Both views account for the correlation between vAA and left hemisphere damage, as speech sounds are characterized by fast changes in the soundwave, that are processed more efficiently in the left temporal cortex. They also accommodate the damage profiles documented in some vAA patients, in whom stops were affected more than longer consonants, and vowels were spared [20, 27]—stops are the shortest phonemes, and vowels the longest. On the other hand, selective difficulties with nonverbal sounds are less easily accommodated within either framework. For example, if selective nvAA stems from a difficulty processing slow-changing soundwaves or specific spectral sound features, left hemisphere skills should still permit processing nonspeech input, even in the presence of right temporal damage. However, this did not happen in patients with unilateral nvAA (see “Lesion Lateralization in Pure Auditory Agnosias”). Future studies will have to reconcile these puzzling issues also with fMRI studies suggesting that in neurotypical participants the primary auditory cortex responds to spectrotemporal modulations, but also that partially distinct portions of the superior temporal lobe are involved in processing different sound inputs [36,37,38], and that the superior temporal gyrus and sulcus are more responsive to auditory stimulus dimensions characterizing diverse auditory objects [39, 40].

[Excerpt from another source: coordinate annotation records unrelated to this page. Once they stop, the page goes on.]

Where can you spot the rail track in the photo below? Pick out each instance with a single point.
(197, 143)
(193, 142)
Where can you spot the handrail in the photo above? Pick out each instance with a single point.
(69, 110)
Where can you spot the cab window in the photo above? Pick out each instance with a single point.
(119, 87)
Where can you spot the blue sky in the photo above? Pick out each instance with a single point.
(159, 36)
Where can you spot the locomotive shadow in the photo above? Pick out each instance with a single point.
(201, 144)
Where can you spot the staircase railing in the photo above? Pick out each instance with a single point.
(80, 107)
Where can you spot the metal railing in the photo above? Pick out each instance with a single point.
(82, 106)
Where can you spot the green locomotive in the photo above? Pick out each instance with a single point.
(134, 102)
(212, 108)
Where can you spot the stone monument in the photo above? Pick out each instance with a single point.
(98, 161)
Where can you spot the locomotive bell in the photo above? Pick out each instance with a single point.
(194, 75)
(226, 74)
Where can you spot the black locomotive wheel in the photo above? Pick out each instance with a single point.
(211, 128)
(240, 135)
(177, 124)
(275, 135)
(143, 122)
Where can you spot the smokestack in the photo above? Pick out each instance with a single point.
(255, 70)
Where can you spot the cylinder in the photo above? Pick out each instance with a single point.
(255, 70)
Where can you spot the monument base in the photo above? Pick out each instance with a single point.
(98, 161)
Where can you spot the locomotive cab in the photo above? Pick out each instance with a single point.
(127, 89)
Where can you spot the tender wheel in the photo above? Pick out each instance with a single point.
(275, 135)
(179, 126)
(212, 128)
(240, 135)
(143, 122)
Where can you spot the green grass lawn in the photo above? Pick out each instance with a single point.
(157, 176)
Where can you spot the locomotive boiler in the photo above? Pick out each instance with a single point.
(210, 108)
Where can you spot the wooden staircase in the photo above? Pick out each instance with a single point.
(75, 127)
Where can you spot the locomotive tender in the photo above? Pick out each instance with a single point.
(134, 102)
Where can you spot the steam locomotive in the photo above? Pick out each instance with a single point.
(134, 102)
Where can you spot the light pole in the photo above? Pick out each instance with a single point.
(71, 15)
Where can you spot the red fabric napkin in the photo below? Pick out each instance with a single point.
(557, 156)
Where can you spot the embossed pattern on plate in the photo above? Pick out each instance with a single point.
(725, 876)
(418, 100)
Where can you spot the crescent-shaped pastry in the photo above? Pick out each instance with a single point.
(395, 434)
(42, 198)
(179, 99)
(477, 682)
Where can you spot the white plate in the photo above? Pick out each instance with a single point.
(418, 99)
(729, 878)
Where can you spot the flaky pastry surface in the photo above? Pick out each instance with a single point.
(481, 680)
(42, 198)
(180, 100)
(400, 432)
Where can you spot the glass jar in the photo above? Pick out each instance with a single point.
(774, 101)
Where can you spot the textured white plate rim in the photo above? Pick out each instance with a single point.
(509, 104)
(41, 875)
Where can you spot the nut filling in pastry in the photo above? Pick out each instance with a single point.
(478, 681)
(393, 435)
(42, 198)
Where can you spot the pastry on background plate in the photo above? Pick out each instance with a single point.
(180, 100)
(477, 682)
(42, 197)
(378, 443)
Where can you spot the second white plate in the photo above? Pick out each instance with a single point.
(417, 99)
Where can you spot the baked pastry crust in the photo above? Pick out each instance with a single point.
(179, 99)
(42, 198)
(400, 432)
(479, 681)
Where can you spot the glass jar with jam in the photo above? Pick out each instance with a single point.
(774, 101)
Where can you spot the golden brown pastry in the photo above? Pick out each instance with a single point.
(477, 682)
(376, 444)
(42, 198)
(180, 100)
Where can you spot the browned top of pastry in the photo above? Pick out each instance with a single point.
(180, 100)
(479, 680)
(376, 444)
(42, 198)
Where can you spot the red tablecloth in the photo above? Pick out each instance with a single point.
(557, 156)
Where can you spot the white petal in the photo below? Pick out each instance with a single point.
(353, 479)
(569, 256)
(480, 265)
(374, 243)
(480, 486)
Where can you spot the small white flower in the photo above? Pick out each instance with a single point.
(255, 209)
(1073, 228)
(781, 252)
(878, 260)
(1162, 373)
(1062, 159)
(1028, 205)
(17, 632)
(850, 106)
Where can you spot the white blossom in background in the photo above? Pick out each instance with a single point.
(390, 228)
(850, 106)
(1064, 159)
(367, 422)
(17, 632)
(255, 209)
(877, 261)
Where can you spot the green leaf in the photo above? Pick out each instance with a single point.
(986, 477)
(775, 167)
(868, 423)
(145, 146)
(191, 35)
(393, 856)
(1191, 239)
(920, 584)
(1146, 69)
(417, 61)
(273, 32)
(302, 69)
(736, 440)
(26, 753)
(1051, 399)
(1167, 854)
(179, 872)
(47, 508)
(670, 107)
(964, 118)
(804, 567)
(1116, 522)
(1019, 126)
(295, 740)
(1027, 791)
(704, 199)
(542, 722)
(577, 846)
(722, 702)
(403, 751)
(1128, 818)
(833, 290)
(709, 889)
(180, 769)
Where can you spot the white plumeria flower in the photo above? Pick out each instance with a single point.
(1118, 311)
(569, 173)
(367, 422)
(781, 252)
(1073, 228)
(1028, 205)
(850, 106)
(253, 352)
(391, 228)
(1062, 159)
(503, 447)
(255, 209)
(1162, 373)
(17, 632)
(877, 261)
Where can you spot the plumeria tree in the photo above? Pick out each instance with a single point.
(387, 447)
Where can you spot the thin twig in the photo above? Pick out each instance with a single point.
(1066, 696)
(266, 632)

The view that AA is caused by loss of spectrotemporal analysis, discussed in the previous paragraphs, would apply independent of whether the auditory cortices process sound features serially or in parallel. For many years, the prevailing view has been that sound input is processed sequentially—from simpler to more complex sound features and from the brainstem to the primary auditory cortex to nonprimary cortices and associative cortical areas [41, 42, 43•, 44,45,46]. In contrast, recent studies based on direct cortical stimulation in candidates for awake brain surgery suggest parallel processing and question the roles traditionally assigned to primary and nonprimary cortices [47••]. A similar tension exists in the functional domain between the models that assume sequential processing of auditory inputs and those that hypothesize a quasi-continuous auditory processing from acoustic input to semantic auditory representations [43•, 48•].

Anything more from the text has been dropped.